By God’s grace, it all went well. I kept it together while corralling all my people and animals. And I definitely sensed the Lord’s presence while speaking to that group of moms. Fast forward to the end of the day, after errands and dinner prep, when I got in my car alone to drive to Bible study. That’s when I needed to scream. So I screamed. Really loud. And it felt nice. Then I prayed. Also really loud about the current stuff in my life and spirit. And then I “heard” God speak a truth so clearly that it was as if He was sitting in the passenger seat talking audibly.
He said, “You’ll get to the other side of these things and you will know and see that I was faithful every single step of the way, Lara.” Exhale. I repeated it aloud, “I’ll get to the other side and see Your faithfulness. I’ll be able to identify things You did and doors You opened or closed. And I’ll praise You, Lord! Which means I can go ahead and praise You now for the ways You will keep on being faithful!” Exhale.
As I thought about the reality of that truth, hope and rest started to arise in me. I confessed my short-sightedness and I asked Him for greater faith in order that I would believe Him. And I praised Him. Because He promises to be faithful to His children. He promises.

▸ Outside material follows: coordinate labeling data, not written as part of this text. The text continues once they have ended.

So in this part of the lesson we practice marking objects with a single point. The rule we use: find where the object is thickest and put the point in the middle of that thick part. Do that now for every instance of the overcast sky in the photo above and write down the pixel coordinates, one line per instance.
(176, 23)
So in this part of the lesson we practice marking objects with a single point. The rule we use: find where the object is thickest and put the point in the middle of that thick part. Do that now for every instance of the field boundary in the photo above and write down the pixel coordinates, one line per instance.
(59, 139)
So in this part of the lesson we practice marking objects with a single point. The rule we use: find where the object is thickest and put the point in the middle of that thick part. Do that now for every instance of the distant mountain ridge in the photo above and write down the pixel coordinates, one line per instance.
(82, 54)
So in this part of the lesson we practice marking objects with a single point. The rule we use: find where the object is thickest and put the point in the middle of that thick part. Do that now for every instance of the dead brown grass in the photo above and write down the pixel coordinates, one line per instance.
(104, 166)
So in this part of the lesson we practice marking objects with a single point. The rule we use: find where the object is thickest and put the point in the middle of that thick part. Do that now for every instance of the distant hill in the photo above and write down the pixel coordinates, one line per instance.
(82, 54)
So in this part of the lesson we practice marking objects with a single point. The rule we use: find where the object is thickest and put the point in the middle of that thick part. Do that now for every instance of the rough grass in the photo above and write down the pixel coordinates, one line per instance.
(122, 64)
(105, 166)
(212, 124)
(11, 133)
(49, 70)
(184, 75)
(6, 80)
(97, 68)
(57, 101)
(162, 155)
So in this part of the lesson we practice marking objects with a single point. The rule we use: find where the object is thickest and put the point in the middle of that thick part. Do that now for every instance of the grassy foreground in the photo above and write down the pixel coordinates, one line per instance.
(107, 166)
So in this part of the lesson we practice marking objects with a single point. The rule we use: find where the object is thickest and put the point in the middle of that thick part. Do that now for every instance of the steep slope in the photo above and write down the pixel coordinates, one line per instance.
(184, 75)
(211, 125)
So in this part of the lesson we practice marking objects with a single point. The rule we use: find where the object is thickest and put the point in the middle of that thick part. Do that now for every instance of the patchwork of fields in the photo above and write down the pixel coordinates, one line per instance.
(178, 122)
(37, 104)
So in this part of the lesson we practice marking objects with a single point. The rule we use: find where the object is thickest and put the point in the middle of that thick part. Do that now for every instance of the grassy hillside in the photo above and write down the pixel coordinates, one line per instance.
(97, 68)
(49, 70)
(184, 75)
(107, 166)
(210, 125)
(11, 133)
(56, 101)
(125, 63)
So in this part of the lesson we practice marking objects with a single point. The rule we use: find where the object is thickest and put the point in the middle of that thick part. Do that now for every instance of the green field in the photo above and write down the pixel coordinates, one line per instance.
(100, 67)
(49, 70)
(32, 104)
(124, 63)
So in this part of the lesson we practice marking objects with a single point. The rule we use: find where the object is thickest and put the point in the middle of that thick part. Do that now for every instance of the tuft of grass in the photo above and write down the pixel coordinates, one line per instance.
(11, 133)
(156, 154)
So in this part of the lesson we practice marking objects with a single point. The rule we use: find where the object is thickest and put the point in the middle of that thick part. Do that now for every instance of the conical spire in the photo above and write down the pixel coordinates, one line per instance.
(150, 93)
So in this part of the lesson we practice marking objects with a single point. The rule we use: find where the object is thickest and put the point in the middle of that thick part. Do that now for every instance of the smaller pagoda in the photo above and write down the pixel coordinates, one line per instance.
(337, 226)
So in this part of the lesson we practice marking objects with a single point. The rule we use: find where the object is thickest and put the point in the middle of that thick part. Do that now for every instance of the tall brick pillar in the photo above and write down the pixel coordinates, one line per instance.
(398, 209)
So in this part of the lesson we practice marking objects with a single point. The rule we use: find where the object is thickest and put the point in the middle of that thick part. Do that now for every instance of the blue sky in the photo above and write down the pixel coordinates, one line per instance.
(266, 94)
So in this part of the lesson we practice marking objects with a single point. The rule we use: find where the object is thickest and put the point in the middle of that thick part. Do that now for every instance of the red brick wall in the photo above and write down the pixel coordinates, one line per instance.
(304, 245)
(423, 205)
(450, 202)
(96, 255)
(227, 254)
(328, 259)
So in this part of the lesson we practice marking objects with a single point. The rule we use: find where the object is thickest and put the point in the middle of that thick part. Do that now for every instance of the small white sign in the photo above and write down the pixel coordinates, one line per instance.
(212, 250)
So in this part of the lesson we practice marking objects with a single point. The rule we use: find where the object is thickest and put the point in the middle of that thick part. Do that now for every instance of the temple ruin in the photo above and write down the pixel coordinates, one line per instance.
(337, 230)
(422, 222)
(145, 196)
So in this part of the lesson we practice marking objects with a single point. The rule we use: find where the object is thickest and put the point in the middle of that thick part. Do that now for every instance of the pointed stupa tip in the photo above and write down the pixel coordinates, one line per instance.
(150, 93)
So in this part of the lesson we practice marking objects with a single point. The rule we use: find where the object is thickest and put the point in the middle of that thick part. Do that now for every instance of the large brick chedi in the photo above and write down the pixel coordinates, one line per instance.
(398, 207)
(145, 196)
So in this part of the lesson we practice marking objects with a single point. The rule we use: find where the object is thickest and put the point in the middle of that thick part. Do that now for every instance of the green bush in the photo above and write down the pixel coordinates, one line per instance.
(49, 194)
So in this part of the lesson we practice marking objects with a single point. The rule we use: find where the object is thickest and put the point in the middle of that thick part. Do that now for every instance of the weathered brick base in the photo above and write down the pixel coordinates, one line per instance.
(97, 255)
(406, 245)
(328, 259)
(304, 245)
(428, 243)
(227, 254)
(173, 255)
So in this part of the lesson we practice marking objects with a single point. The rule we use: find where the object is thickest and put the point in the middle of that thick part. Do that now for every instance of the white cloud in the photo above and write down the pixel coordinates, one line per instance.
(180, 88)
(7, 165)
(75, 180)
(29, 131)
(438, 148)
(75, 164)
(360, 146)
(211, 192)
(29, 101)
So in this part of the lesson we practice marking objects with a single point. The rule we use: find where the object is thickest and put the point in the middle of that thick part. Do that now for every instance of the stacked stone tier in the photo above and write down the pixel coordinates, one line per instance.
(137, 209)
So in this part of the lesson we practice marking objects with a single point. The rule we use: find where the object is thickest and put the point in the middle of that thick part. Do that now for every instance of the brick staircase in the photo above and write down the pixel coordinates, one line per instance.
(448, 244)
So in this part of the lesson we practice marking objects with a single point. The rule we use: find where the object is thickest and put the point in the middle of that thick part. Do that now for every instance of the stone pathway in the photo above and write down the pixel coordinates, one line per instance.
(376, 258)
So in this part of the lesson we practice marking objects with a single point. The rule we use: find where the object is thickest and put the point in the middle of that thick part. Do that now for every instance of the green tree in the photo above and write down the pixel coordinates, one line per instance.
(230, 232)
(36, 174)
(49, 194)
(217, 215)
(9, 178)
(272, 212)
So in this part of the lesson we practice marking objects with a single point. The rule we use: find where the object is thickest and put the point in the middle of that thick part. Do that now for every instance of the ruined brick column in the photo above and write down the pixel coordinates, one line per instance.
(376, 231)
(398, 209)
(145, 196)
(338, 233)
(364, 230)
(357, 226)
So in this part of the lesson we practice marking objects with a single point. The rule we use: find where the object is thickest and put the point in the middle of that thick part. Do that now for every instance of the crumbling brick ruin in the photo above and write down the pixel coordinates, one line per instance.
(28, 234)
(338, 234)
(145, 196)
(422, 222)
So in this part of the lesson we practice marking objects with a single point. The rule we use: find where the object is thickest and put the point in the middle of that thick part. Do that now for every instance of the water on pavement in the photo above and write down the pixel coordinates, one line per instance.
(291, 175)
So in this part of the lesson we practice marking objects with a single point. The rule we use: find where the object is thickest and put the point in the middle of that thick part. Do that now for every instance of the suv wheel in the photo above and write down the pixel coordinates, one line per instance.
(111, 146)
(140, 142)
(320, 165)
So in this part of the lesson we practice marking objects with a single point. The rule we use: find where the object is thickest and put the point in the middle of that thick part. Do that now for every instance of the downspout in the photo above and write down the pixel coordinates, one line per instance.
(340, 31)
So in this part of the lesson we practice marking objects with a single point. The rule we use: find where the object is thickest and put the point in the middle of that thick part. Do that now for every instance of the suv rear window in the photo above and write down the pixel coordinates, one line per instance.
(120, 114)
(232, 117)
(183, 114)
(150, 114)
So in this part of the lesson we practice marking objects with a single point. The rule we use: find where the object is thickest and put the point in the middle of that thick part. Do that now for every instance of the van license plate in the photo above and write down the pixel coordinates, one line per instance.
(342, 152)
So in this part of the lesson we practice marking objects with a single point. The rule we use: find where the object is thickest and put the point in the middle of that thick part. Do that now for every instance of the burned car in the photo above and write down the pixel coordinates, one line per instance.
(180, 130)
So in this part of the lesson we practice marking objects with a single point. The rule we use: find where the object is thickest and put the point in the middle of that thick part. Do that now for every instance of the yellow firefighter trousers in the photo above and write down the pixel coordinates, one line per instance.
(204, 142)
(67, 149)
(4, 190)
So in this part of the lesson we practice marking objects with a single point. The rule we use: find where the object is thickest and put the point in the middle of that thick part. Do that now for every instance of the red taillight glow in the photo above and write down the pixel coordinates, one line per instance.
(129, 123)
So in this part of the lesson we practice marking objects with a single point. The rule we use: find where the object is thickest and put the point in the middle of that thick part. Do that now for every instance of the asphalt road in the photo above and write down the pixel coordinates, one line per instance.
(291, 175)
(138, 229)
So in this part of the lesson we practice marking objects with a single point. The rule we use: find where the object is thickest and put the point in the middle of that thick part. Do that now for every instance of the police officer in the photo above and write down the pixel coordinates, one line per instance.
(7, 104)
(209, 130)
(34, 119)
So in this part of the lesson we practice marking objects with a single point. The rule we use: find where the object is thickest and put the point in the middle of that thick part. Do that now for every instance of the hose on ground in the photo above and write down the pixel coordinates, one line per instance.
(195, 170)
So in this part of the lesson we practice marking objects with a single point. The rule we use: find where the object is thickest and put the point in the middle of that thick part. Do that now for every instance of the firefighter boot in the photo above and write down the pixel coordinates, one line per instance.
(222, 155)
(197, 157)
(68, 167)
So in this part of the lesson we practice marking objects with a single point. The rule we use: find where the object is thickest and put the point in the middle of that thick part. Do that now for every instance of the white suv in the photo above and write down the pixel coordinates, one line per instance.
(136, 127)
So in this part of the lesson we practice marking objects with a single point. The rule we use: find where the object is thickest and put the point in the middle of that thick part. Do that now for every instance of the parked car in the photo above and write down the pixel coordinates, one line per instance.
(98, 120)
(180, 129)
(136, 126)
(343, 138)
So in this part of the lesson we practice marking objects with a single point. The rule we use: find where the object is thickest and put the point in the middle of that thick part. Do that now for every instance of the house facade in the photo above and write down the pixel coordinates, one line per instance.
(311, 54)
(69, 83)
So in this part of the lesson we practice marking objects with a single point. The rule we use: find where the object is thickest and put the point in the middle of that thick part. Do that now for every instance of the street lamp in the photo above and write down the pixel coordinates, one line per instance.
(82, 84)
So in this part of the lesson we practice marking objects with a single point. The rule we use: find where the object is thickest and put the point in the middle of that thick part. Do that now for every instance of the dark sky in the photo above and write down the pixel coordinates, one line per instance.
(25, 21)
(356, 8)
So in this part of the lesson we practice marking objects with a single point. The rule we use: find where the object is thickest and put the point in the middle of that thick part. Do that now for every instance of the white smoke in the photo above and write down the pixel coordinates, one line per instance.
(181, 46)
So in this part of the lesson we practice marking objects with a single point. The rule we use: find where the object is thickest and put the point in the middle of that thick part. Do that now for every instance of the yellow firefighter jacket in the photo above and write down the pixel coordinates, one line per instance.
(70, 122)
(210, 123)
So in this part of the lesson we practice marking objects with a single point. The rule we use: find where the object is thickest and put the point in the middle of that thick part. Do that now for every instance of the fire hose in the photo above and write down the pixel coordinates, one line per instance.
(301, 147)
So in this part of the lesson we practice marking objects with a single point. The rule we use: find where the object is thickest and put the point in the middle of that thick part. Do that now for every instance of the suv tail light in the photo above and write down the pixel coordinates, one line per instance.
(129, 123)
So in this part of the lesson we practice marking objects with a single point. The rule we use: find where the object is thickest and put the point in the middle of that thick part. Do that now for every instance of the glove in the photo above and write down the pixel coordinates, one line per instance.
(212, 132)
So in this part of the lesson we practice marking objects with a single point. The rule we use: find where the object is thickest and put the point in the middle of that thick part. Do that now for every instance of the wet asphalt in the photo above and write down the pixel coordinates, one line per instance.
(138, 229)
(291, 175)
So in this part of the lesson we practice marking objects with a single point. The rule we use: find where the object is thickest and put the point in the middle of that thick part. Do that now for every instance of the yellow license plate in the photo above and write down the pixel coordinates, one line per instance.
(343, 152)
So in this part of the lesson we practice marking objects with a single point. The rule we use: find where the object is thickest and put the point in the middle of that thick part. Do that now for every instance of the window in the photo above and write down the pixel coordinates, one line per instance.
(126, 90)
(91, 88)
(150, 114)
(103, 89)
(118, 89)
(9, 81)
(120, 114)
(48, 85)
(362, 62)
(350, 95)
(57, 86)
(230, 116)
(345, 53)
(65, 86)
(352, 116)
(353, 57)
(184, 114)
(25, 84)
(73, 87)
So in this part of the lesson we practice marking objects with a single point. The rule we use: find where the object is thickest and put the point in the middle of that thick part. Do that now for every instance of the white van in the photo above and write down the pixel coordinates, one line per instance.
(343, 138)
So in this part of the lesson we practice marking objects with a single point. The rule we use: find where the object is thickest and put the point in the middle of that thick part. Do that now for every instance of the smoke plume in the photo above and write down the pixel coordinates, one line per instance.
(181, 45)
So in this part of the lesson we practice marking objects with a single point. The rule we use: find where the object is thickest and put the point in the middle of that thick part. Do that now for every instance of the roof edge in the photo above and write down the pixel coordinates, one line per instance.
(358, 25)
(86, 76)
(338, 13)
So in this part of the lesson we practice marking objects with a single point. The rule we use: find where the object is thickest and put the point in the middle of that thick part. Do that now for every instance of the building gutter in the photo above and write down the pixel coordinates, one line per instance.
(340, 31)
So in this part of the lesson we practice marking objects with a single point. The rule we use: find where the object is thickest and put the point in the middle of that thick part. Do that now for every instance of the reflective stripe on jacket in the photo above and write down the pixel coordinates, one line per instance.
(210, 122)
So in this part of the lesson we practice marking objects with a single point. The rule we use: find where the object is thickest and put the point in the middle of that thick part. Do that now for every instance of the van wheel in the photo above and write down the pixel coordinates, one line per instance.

So what if, in the middle of whatever the thing is that’s causing us to scream a little, we chose to praise Him for the finished work up ahead? What if we chose to believe that He will indeed work all things together for the good of those who love Him? I’m not talking the sugary sweet, vanilla latte kind of good — though He does those things too. But I mean the real good. The eternal good. The good that transforms us and sanctifies us. The good that draws us deep into the ultimate Good — our Father God.
I’m thinking that choice would affect our screaming. The choice to praise Him for how He is and will be faithful will cause hope to arise — hope in the love and character of our God. Press on, friends. Press on.
Fill me, Lord…
What causes you to “scream” in life these days?
I pray that today would be a day of great rest of soul, specifically about that issue, as you meditate upon the faithfulness of our God.